IRL the way we do it is separating the business network (Youtube, finance people, HR, etc.) from the operational network (relays and sensors). You use data diodes to send business-critical data from the operational network to the business network.
Also, the Kansas City Plant is like a watchmaker's factory, not a power plant. They make widgets and gewgaws, not literally split atoms.
> really matter if things aren't fully optimized for speed and convenience in nuclear facilities
For hiring and retaining people, yes. It's understood that the "guts" of what's happening at these facilities needs to be locked down to the max. But, for supporting roles you need to be able to bring people in off the street without 1) a bunch of specialized training on your bespoke way of doing things, and 2) making your employees less attractive on the job market.
Just my opinion, though. Maybe I'm completely off base but it doesn't seem like a good idea to me long-term.
> Dutch engineer Erik van Sabben allegedly infiltrated the Natanz nuclear facility on behalf of Dutch intelligence and installed equipment infected with Stuxnet. He died two weeks after the Stuxnet attack at age 36 in an apparent single-vehicle motorcycle accident in Dubai.
> A programming error later caused the worm to spread to computers outside of Natanz. When an engineer "left Natanz and connected [his] computer to the Internet, the American- and Israeli-made bug failed to recognize that its environment had changed." The code replicated on the Internet and was subsequently exposed for public dissemination. IT security firms Symantec and Kaspersky Lab have since examined Stuxnet. It is unclear whether the United States or Israel introduced the programming error.
Also bearing mention is Flame, which is often left out when Stuxnet comes up, but which was allegedly part of the wider operation.
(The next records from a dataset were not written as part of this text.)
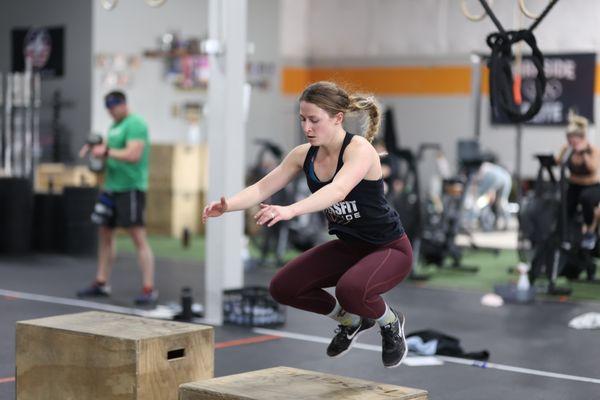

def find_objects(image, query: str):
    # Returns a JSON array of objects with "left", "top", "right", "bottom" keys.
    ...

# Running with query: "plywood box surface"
[
  {"left": 16, "top": 311, "right": 214, "bottom": 400},
  {"left": 179, "top": 367, "right": 427, "bottom": 400}
]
> “We are now 100 percent sure that the Stuxnet and Flame groups worked together,” said Roel Schouwenberg, a Boston-based senior researcher with Kaspersky Lab.
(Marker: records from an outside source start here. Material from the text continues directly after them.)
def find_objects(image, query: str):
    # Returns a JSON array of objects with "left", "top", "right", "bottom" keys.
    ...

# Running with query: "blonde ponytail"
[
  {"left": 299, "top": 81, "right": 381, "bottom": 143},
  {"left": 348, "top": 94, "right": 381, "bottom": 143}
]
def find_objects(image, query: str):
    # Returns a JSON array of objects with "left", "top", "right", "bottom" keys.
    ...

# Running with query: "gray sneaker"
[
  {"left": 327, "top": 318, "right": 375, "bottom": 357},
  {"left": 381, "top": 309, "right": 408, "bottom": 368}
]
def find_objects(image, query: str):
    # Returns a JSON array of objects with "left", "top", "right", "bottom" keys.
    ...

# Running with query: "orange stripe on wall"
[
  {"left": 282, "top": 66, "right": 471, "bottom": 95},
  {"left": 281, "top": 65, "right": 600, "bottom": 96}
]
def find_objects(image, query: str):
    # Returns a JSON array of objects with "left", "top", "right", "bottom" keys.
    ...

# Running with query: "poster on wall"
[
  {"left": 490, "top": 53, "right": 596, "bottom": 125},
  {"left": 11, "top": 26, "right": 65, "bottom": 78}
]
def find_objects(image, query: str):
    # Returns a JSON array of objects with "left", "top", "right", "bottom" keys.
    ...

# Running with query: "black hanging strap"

> The firm also determined that the Flame malware predates Stuxnet. “It looks like the Flame platform was used as a kickstarter of sorts to get the Stuxnet project going,” Schouwenberg said.
It is funny to read this kind of comment knowing at the same time this kind of stuff was happening while the launch codes were 0000000 or some such non-secure code. At same time, the computers in the nuclear launch facilities were still using 5.25" floppies. I did wonder how often they were loading updates from those, if ever.
I mean there were also rules about non-sanctioned network connections in the pentagon, or using only sanctioned apps to discuss secrets, but thats not really been enforced recently.
> needs to be a law that all nuclear and nuclear-adjacent facilities have no connection to the Internet
Why the special treatment for nuclear? Do you really think redlining a dam or storm-levee system would be less damaging?
Also, turning off internet connections means less-capable remote shut shut-off. Less-responsive power plants. Fewer eyes on telemetry.
We should be mindful of what is and isn't connected to the internet, and how it's firewalled and--if necessary--air gapped. That doesn't mean sprinting straight for the end zone.
> When expressed in constant 2019 dollars, the average price of electricity in the United States fell from $4.79 per kilowatt-hour in 1902 (the first year for which the national mean is available) to 32 cents in 1950.
One can paraphrase the joke about democracy for nukes. Having nukes is the worst, other than every situation where you don’t have nukes and the other guy does.
Most of the other guys get nukes because we have nukes and threaten them militarily. They're very expensive, countries don't want them unless they need a deterrent, and we're often the main threat.
The one exception I can think of is remote shutdown in the face of a rapid natural disaster. Like how the japanese train network is set to shut down rapidly when a high power quake is detected.